Notwehr

Notwehr ist ein juristischer Begriff, den jedermann kennt. N. ist die Verteidigung, die notwendig ist, „um einen gegenwärtigen rechtswidrigen Angriff von sich oder einem anderen abzuwenden” (A. Lorz 1983, S. 64). Nach dieser Definition kann das Recht auf N. nur gegen Menschen beansprucht werden, weil das Tier nicht rechtswidrig handeln kann. Da der Mensch aber auch durch eine Sache in Gefahr gebracht werden kann (und das Tier juristisch immer noch als Sache gilt —> Rechtsposition der Tiere), hat er auch das Recht, eine solche Gefahr abzuwehren, selbst wenn die „Sache” dabei beschädigt wird.

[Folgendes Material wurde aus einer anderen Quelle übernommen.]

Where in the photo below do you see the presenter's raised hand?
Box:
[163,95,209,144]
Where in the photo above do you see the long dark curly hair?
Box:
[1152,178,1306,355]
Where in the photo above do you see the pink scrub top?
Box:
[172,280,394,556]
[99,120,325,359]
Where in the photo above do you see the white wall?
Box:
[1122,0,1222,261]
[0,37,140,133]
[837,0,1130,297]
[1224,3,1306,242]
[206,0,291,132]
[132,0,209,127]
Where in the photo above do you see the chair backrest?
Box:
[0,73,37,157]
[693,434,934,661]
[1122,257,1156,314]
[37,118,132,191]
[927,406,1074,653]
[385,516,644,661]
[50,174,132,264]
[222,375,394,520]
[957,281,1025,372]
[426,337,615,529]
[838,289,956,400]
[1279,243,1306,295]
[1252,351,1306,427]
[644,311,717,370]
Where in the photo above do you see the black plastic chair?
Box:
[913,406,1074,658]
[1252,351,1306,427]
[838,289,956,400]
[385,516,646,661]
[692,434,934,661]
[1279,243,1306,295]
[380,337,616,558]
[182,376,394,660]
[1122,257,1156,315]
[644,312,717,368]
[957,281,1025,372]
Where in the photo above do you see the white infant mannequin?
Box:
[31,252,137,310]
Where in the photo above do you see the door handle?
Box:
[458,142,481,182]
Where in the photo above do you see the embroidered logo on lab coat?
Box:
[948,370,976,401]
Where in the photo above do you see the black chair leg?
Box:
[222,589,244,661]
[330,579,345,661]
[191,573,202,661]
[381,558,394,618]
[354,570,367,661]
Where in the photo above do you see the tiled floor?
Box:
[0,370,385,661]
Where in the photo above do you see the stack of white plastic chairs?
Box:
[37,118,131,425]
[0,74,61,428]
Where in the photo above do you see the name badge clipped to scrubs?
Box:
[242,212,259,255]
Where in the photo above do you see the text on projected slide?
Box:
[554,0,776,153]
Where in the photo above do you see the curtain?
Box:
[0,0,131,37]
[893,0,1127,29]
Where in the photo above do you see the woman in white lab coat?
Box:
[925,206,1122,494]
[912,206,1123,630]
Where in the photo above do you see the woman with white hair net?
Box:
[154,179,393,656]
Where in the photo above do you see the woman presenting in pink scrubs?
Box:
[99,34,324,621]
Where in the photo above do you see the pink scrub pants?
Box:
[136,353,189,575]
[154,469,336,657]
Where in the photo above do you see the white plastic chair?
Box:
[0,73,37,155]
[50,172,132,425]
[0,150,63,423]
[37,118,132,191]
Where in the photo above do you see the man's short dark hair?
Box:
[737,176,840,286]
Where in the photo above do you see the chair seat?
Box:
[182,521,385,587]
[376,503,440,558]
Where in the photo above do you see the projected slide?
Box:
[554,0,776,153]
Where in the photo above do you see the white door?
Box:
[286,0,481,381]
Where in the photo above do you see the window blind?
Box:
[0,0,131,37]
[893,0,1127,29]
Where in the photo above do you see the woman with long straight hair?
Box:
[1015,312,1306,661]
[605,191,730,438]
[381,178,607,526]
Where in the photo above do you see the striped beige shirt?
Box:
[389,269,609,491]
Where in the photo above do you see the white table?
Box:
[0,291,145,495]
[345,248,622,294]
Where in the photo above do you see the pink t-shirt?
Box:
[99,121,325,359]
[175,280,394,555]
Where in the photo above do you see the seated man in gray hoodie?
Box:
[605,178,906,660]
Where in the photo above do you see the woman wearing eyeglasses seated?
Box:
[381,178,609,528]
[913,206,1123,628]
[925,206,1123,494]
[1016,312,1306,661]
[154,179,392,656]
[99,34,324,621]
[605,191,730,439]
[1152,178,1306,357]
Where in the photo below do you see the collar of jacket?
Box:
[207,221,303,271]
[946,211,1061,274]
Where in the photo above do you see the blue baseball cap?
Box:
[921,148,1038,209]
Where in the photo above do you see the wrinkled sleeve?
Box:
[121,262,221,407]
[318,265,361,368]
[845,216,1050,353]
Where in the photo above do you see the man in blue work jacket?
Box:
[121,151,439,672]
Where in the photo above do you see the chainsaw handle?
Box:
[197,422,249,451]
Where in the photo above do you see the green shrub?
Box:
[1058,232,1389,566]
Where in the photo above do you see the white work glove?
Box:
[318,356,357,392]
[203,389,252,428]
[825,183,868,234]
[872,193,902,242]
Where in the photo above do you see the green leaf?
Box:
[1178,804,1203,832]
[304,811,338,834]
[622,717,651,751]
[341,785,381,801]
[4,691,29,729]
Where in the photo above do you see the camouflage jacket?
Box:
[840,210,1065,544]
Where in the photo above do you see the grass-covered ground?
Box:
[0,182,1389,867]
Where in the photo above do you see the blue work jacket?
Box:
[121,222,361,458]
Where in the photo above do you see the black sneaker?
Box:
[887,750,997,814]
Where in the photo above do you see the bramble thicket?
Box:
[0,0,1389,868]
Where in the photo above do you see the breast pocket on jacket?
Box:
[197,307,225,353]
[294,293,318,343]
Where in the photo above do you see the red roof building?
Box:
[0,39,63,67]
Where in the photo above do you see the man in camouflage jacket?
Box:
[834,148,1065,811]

Das heißt: Wer durch ein Tier gefährdet wird und entsprechend handelt, befindet sich zwar nicht in N., aber in einem die Abwehrhandlung rechtfertigenden Notstand, wobei allerdings wie im Falle der N. die Verhältnismäßigkeit der Mittel beachtet werden muß. Das Ziel der Abwehr muß mit der jeweils geringstmöglichen Schädigung des betroffenen Tieres erreicht werden; mit anderen Worten: die —> Zweck-Mittel-Relation muß gewahrt bleiben. Hieraus ergibt sich, daß die Abwehrhandlung gegenüber einem Tier nur dann gerechtfertigt ist, wenn das Tier nicht vorher gereizt oder in Bedrängnis gebracht wurde. N. und Notstandsregelungen gelten in gleicher Weise auch in der Schweiz; vgl. A. F. Goetschel (1986, S. 34) und U. Vogel (1980, S. 2-5).

Von einer N. gegen Tiere wird gelegentlich auch in der Tierschutzliteratur gesprochen. So schreibt schon Ignaz Bregenzer (1894, S. 376f.): „Jede Menschengesellschaft beherbergt in ihrem Gebiete menschliche und thierische Erbfeinde, die täglich und stündlich Rechtsgüter aller Art verletzen und bedrohen. Gerade die wichtigsten menschlichen Rechtsgüter und die Grundlagen aller übrigen, unsere Existenzbedingungen werden fortwährend gefährdet durch die unangefochtene Thätigkeit einerseits geborener oder professioneller Verbrecher, anderseits wilder (gefährlicher) Thiere, die vermöge des Wesens ihrer Art nicht anders als aggressiv und zerstörend sich zu bethätigen vermögen. Eine zweite Klasse gemeingefährlicher Lebewesen bilden die Thiere, die man schädliche im engeren Sinne nennt.”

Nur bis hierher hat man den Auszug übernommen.